A 60 year old man on a bike was killed early this morning just blocks from the major transit center near downtown San Jose, California. Police ask the public to watch for a full-size late 1980s or early 1990s white pickup truck with front driver side damage near the front fender.

Delmas and Santa Clara, downtown San Jose CA

According to witnesses, the driver of the truck jumped the curb on Delmas at Santa Clara Street. The driver then apparently panicked, put the truck in reverse and backed over the man on the bike, running over him a second time. The driver was seen fleeing southbound on Delmas Avenue.

Update: San Jose Police determined this was a homicide.
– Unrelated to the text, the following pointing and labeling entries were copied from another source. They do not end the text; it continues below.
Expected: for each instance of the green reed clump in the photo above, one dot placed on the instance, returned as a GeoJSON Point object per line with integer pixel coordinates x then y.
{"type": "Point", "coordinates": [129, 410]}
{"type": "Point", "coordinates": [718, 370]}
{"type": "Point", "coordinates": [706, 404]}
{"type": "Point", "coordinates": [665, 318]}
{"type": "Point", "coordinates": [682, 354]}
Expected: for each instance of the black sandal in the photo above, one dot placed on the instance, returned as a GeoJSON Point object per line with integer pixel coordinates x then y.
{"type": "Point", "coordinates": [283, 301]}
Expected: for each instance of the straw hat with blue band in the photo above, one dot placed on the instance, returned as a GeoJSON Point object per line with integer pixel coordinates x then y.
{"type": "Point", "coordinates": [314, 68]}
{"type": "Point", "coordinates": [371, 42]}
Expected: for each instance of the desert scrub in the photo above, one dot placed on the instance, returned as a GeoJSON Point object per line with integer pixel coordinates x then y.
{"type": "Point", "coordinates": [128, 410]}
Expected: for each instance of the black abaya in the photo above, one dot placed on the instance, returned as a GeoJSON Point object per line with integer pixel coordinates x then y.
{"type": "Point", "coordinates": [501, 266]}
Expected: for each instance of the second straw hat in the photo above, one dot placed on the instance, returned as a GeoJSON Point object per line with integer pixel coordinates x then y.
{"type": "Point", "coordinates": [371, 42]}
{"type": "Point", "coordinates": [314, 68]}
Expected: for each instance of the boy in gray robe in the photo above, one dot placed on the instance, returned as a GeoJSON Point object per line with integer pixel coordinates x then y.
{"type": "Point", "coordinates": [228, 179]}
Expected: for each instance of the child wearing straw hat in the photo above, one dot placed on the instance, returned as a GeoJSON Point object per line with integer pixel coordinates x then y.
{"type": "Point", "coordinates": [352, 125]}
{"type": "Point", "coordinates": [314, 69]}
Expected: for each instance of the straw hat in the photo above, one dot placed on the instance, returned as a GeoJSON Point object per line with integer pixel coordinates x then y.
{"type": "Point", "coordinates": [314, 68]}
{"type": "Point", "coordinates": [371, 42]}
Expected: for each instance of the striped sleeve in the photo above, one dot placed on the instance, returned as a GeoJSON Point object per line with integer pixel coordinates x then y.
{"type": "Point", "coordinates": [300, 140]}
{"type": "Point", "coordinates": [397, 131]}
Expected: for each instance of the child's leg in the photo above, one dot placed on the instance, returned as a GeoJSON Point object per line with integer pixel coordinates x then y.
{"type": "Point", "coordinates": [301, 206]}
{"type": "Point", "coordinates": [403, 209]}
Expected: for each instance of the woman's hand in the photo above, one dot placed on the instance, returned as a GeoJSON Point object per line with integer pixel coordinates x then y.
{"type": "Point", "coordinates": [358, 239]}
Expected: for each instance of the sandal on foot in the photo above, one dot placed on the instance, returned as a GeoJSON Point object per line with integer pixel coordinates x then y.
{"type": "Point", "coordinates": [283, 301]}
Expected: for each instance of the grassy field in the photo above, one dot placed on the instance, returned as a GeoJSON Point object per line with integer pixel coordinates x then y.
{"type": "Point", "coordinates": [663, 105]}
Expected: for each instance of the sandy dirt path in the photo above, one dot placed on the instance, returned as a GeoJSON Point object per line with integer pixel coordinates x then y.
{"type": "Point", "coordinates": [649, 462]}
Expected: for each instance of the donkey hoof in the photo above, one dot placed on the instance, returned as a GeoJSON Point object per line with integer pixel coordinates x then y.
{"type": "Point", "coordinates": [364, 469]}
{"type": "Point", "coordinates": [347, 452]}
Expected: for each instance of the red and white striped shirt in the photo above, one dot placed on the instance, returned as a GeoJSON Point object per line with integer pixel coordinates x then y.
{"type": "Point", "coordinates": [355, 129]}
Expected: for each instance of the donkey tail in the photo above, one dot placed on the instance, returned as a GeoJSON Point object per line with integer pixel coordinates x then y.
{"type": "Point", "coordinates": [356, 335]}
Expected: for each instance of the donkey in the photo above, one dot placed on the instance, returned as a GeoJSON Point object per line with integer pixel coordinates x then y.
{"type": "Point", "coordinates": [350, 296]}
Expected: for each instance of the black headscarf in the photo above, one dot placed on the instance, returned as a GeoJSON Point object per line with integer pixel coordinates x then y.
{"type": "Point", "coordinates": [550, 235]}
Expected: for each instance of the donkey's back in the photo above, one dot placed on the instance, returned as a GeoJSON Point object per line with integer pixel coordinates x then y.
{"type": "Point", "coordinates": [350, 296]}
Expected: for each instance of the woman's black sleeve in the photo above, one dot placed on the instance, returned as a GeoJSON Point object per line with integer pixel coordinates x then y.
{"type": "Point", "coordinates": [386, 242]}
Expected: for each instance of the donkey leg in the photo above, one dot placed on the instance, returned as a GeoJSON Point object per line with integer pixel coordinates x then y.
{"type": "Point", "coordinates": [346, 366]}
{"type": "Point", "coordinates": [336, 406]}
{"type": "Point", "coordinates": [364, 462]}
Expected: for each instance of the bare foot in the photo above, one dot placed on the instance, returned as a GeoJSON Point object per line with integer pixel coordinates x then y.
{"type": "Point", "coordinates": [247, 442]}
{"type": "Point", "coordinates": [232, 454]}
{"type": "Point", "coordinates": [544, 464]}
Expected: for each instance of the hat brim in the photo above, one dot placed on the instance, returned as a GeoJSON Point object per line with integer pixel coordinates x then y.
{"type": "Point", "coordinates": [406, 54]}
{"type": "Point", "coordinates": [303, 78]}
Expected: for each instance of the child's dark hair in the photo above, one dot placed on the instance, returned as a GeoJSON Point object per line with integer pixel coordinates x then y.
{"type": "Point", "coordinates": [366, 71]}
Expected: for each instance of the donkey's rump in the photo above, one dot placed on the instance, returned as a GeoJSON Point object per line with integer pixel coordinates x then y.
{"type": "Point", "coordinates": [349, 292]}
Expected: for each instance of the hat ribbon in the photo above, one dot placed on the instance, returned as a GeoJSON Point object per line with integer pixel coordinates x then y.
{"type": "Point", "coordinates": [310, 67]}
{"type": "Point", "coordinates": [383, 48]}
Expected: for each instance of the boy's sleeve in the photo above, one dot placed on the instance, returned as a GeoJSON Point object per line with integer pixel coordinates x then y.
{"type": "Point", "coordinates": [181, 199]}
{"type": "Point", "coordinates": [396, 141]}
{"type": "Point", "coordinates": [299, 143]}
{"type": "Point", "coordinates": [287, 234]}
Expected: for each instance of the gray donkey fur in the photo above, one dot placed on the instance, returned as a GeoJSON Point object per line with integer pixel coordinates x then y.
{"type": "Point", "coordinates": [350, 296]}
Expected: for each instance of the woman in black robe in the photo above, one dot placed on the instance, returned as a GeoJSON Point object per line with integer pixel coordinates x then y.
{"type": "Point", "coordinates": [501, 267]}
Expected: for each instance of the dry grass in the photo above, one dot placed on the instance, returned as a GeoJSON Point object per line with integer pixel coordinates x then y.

From the SJPD press release:

After follow up investigation it was determined this incident was a homicide and the case was turned over to the Homicide Unit. The investigation lead to the identity of the suspect later identified as 79 year old Ernest Cervantes (booking photo above). Suspect Cervantes was taken into custody on January 21, 2016 in San Jose and booked into the Santa Clara County Jail. The suspect vehicle was also located and recovered. It was also determined that the suspect and the victim were known to each other.

This area is very heavy with pedestrian, bicycle and transit traffic. Even at 5 AM, there’s no excuse for somebody to drive so distracted that he loses control of his vehicle. At least five different bus transit routes were re-routed around the scene of the collision while San Jose police performed their investigation.

Police say this is the third traffic fatality of 2016 in the city of San Jose. The city’s first traffic fatality was a man on a bike who was killed on January 2 just 12 blocks east of this hit-and-run. In spite of recent adoption of Vision Zero policies, a chronically understaffed traffic division leaves the Bay Area’s most populous city unequipped to enforce traffic laws. At any given time during the day, only three or four officers might be available to cover 2,400 centerline miles of local streets.